We decided to do an 8 mile trail along the South Rim of the Grand Canyon. It took us about 3 hours to complete this - and it was absolutely spectacular. I will let the pictures do the talking here, but this was without doubt the highlight of the trip so far. Artist's Point is definitely a must see site.
Off the beaten trail again gave us the best experience - bubbling hot mud pools, a lily pad lake and a beautiful blue Clear Lake. This trail had absolutely everything.
As we walked along the Canyon rim, we thought we could see something moving on the other side. At first, it looked just like all a tree - but then - binoculars out - and - yes - that tree is MOVING. That tree - is a giant black bear! Amazing - and very glad we were safely on the other side of the Canyon!

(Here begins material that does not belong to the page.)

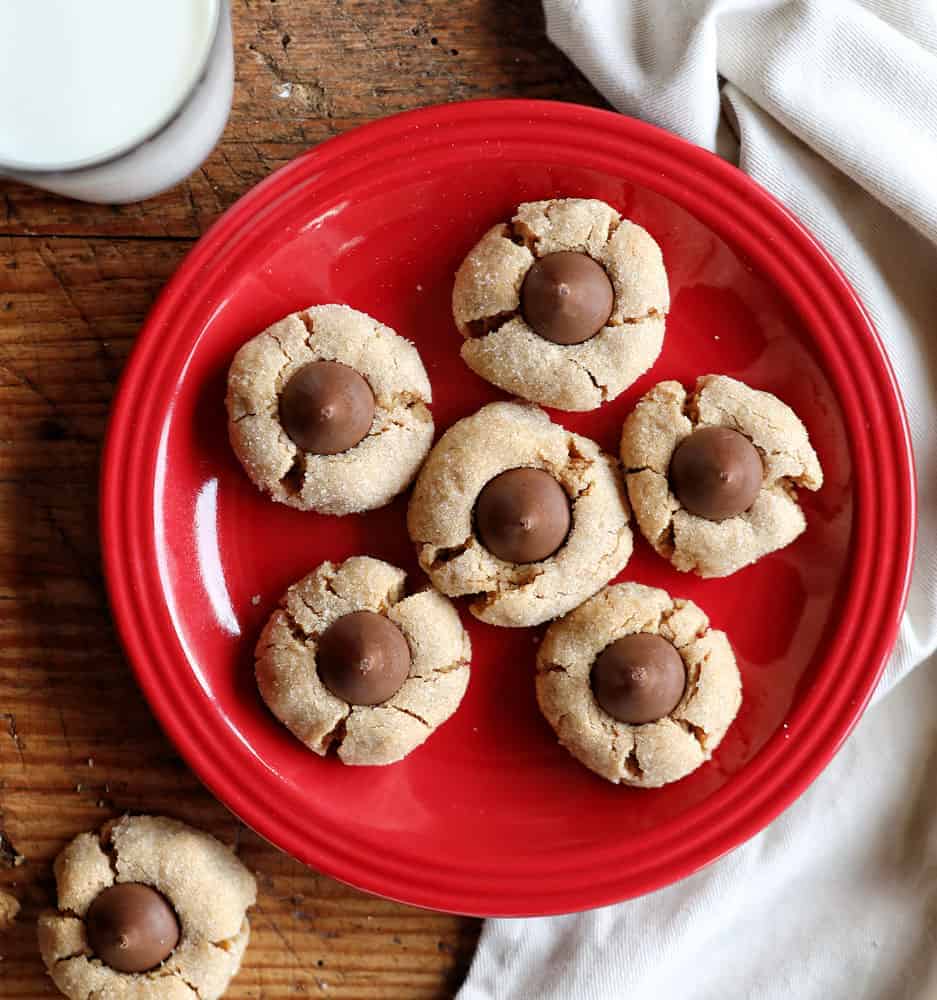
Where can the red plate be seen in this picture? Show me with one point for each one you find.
(491, 816)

We bought bear bells in the visitor centre - goodness knows if they work or not, but we felt a bit safer at least. There was one fatality in the park last year. A park employee disturbed a black bear and her cubs. he was breaking all the rules - hiking alone in the backcountry at the wrong time of day. she made short work of him. The bear was tracked and shot. they were pretty sure they had got the right one, but were certain when they found pieces of the man inside when they opened her up. OMG ..

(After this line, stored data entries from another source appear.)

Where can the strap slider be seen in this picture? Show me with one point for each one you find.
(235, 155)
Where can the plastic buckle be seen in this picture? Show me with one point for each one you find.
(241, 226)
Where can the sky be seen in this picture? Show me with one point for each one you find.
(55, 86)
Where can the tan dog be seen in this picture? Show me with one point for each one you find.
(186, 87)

I was glad we met up with a family from Montana and hiked the rest of the trail with the them - there is safety in numbers and the company was good too. He was a Dean of a Forestry School and spent a lot of time in the National Parks, so was really interesting to talk to. We picked up two book recommendations - Letters from Yellowstone and Wilderness and the American Mind. I am particularly interested in the latter - it is all about how the Americans use creation of the National Parks to establish an identity for themselves. without any historic sites/cathedrals etc., you have to have something that says what you are all about and the National Parks do that for Americans. They manage them absolutely brilliantly - fortunately for us!
We saw an elk crossing the stream on the way back home - in fact - we didn't' take a trip through either Alamar or ahaydn Valley WITHOUT seeing any wildlife!